Forum Discussion
Call me crazy, if you like...
Hi,
You’re definitely not crazy — a lot of what you describe touches on real architectural challenges in Windows, especially around boot time and system state.
A few points that may help clarify things:
✔️ Boot time isn’t limited by NVMe speed
Modern Windows boot is dominated by:
- driver initialization
- firmware/UEFI time
- security stack (VBS, HVCI, Secure Boot)
- services starting in parallel
Storage throughput plays a very small role once you’re above SATA speeds.

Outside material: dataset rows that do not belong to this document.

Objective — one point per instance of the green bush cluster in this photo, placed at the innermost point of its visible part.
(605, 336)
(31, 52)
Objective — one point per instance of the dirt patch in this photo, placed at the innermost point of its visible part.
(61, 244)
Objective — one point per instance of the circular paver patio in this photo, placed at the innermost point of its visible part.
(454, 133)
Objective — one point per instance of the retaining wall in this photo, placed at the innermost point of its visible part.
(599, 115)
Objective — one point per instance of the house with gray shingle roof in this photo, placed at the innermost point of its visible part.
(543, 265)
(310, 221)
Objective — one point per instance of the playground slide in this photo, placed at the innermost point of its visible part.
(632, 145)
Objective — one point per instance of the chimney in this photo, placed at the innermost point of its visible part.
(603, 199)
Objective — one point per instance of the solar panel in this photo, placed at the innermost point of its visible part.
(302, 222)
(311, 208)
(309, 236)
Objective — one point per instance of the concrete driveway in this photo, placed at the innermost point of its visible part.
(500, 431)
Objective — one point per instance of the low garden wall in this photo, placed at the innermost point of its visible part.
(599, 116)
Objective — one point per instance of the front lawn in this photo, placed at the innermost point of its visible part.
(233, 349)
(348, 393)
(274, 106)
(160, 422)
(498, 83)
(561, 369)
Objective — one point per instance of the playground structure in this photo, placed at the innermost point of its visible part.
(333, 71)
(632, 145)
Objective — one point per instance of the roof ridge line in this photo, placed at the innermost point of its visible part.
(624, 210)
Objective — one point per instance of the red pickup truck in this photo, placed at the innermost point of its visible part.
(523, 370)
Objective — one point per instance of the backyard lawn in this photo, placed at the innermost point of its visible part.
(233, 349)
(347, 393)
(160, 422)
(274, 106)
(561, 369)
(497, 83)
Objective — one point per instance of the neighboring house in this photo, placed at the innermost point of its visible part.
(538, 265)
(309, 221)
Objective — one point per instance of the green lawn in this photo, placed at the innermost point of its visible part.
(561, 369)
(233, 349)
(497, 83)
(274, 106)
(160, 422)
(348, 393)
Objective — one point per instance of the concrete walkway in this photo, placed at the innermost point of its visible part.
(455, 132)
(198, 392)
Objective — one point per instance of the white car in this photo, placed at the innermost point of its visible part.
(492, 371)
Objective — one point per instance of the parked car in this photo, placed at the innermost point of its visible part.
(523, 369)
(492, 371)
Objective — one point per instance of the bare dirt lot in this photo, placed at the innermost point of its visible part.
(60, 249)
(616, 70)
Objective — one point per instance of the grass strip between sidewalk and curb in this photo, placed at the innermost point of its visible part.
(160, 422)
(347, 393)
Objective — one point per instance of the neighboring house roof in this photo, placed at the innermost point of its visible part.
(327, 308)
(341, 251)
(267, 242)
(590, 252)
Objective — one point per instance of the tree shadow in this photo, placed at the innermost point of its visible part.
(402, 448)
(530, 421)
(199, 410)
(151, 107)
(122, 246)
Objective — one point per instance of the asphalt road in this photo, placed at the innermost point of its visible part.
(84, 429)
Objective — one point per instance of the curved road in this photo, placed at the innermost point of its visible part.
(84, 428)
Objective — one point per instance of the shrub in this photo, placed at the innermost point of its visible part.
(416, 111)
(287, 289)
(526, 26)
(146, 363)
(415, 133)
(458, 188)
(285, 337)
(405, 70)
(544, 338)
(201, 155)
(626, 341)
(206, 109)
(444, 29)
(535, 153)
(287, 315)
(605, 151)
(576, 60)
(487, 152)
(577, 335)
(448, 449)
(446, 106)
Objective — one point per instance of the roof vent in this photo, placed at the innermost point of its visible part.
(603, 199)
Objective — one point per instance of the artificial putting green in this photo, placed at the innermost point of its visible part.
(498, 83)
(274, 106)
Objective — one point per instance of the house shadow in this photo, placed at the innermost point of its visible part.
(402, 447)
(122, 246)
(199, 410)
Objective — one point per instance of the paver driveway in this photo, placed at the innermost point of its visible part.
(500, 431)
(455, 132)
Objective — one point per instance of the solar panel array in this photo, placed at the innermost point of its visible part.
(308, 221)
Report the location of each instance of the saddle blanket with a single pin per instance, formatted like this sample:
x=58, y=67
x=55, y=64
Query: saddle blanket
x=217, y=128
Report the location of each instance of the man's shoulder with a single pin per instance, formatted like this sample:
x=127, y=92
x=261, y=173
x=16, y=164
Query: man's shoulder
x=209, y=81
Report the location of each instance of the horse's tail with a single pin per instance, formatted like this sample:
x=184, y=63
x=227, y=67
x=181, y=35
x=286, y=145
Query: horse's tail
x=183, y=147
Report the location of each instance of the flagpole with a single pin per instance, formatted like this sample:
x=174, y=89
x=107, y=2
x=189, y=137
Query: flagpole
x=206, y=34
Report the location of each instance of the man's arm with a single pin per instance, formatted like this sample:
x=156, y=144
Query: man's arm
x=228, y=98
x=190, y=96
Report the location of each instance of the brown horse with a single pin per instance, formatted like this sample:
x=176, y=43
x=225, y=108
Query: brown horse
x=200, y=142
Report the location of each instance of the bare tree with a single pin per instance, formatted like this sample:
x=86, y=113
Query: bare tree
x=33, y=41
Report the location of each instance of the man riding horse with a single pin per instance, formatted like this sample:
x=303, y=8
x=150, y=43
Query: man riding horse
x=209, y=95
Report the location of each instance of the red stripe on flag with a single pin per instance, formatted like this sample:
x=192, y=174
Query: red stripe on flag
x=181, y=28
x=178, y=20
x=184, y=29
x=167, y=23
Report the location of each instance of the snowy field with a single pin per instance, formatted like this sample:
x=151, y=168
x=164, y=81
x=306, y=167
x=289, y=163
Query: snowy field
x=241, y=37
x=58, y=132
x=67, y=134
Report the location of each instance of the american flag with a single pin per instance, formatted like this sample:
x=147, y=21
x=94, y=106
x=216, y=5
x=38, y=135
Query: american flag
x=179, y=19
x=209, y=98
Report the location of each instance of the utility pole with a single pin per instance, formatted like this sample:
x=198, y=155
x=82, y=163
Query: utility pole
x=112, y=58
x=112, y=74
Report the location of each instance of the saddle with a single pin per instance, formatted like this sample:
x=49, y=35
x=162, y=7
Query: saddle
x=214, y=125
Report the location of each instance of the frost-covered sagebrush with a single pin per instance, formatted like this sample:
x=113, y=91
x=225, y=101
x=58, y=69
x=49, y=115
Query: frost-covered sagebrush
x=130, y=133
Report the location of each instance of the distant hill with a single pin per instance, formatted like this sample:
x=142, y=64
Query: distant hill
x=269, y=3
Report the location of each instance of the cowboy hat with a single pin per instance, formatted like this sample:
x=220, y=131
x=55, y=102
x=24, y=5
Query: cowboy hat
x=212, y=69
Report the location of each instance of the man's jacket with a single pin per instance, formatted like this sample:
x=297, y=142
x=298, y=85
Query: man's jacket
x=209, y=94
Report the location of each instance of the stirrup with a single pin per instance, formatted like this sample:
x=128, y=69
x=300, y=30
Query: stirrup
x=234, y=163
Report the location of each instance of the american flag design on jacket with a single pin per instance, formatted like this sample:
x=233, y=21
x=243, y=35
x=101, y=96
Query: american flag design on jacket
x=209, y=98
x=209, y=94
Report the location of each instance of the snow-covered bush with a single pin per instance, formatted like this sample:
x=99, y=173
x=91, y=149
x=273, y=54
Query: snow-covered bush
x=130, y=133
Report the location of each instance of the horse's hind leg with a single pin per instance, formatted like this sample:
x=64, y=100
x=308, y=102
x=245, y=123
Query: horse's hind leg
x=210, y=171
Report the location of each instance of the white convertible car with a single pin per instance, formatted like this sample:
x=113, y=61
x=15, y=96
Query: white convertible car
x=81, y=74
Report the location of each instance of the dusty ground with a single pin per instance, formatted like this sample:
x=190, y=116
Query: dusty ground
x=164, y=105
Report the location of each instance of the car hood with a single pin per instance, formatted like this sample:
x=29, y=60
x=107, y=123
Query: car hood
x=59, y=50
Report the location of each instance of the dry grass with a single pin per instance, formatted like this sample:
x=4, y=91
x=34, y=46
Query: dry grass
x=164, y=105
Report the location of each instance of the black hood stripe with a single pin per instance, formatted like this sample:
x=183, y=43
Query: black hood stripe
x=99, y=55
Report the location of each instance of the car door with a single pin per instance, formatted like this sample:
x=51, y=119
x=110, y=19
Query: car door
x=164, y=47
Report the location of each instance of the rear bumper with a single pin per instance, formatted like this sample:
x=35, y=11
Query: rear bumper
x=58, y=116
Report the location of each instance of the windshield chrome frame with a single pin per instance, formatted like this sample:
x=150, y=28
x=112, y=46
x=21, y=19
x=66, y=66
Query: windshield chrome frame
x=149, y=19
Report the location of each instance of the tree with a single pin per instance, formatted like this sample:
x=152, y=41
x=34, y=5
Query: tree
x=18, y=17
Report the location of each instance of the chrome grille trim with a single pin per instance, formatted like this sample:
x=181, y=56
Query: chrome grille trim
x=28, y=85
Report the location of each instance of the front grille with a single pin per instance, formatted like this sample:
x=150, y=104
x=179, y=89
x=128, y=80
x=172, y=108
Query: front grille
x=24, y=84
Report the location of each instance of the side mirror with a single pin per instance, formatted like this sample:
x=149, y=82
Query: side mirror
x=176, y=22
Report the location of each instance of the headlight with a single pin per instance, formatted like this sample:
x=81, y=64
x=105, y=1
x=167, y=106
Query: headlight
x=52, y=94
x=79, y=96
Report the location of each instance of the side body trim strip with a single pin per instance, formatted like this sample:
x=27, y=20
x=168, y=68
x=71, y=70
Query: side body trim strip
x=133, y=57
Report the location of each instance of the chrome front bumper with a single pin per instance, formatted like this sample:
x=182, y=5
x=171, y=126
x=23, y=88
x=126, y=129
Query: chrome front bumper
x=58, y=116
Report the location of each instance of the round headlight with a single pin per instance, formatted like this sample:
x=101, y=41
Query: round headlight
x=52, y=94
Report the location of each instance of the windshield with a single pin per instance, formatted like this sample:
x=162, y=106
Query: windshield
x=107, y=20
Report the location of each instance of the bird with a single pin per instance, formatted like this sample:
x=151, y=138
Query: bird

✔️ The “separate OS / settings / apps” idea exists in several forms
Windows already has components that go in this direction:
- Windows Sandbox / VMs → clean, disposable environments
- Windows Reset / Cloud Reset → rebuilds system state without reinstalling
- Provisioning packages → reapply configuration quickly
- FSLogix / profile containers (in enterprise) → separate user state from OS
- Windows Update for Business → staged OS images
Not exactly what you describe, but the concepts are there.
✔️ Registry reset is harder than it sounds
The registry is deeply intertwined with:
- drivers
- services
- COM registrations
- application state
Resetting it safely requires more than restoring a file — which is why Windows uses component-based servicing instead.
Still, your idea of a “clean state boot” is interesting, and it’s something Microsoft has been exploring through virtualization‑based approaches.
If you want, I can expand on how Windows handles OS state today and why some of these ideas are harder to implement than they seem.